By Krishona Martinson, Jared Goplen.et.al
The shortage of horse quality hay in Minnesota has many owners purchasing hay from outside Minnesota and the Midwest. Along with this comes the risk of purchasing alfalfa hay infested with blister beetles. While rare, beetle-infested hay can cause health problems and death in horses and other livestock.
Blister beetles are black elongated beetles that are attracted to and feed on the flowers, pollen, and leaves of blooming alfalfa and weeds. Although not uncommon in Minnesota, blister beetles tend to be more numerous in alfalfa produced in arid southern states and plains states where grasshoppers are problematic because developing beetles feed on grasshopper eggs.
Pay attention to production details
When buying hay, owners should learn as much as possible about its production, including who produced it, where it was produced, and what the cutting and maturity was at harvest. If details aren’t available, owners should pay close attention to alfalfa hay that was mature or flowering when harvested.
Unfortunately, detecting blister beetles in hay is practically impossible because the beetles tend to swarm. This means that only a few bales, or even just parts of bales from an entire field may be infested. When feeding small square bales, an observant owner may find some dead, crushed beetles and discard that bale; however, beetles are very difficult to spot.
What to look for
If owners see black elongated beetles, it is best to dispose of the hay. Adult blister beetles are long, narrow beetles (0.5 to 1.25 inches long) with a broad head and antennae that are straight and about one third their total body length. Several species exist, including black, ash gray or striped beetles, each having unique color patterns.
Blister beetles naturally produce a compound called cantharidin. The level of cantharidin produced is highly variable and released when the beetle is crushed during hay making. Cantharidin remains toxic in dead beetles and does not decrease during storage.
When eaten, specific symptoms in horses include sores or blisters on the tongue and in the mouth, colic, straining, increased temperature, depression, increased heart and respiratory rates, dehydration, sweating, diarrhea, bloody feces, and frequent urination. If cantharidin poisoning is suspected, owners should contact their veterinarian immediately.
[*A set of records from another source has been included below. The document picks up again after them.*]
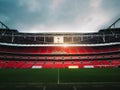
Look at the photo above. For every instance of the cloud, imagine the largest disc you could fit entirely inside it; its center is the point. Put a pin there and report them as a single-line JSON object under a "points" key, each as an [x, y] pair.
{"points": [[59, 15], [55, 4], [32, 5], [95, 3]]}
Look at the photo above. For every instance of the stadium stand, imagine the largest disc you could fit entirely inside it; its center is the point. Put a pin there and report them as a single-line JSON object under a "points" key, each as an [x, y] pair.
{"points": [[59, 50]]}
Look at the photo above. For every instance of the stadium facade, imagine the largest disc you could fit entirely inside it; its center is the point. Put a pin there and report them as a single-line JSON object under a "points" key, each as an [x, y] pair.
{"points": [[59, 50]]}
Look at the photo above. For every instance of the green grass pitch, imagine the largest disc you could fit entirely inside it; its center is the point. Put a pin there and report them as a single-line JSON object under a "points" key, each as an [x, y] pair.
{"points": [[59, 76]]}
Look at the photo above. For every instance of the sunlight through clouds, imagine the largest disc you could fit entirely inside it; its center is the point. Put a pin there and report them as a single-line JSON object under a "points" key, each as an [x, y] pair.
{"points": [[59, 15]]}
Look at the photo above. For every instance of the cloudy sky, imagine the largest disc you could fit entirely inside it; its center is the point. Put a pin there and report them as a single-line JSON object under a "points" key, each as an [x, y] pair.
{"points": [[59, 15]]}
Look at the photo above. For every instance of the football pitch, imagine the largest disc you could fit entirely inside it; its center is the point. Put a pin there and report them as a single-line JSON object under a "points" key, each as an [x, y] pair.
{"points": [[60, 79], [59, 76]]}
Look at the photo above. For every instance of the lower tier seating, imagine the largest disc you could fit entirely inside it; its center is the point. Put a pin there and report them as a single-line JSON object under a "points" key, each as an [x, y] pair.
{"points": [[60, 64]]}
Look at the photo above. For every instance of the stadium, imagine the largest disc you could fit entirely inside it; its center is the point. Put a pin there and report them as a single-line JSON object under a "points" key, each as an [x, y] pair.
{"points": [[55, 61]]}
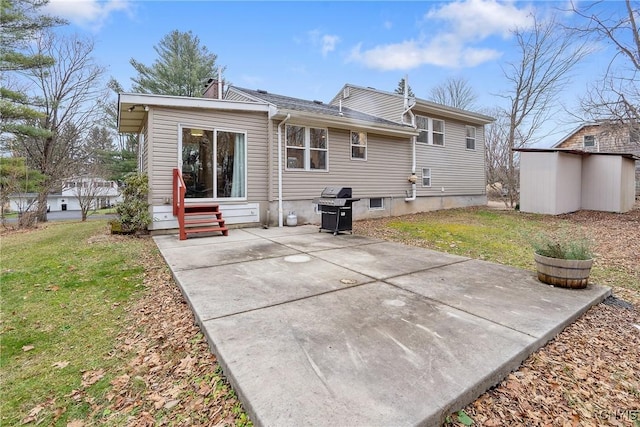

There is no specific antidote beyond supportive care, which includes mineral oil, intravenous fluid therapy, activated charcoal, and analgesics.
Although the risk of blister beetles in hay cannot be eliminated, it can be minimized during harvest. In the Midwest, beetle populations are relatively low until mid-summer (e.g. August), so first and second cutting tend to have minimal infestations. Beetles are more likely to be found in flowering alfalfa hay and when grasshoppers are present.
Hay that is simultaneously cut and crimped with a mower conditioner is more likely to kill beetles, keeping them in the windrow. However, crimping speeds drying, which is important for harvesting high quality hay.
Cutting alfalfa at less than 10% bloom reduces the number of beetles; however, hay cut at this maturity is often too nutrient dense for most horses. Farmers should watch for beetle "swarms” during harvest, and stop to allow the beetles to disperse. Chemical control is not the best option because dead beetles may still end up in hay. Instead, farmers should practice integrated pest management which includes scouting (for beetles and grasshoppers) and controlling weeds.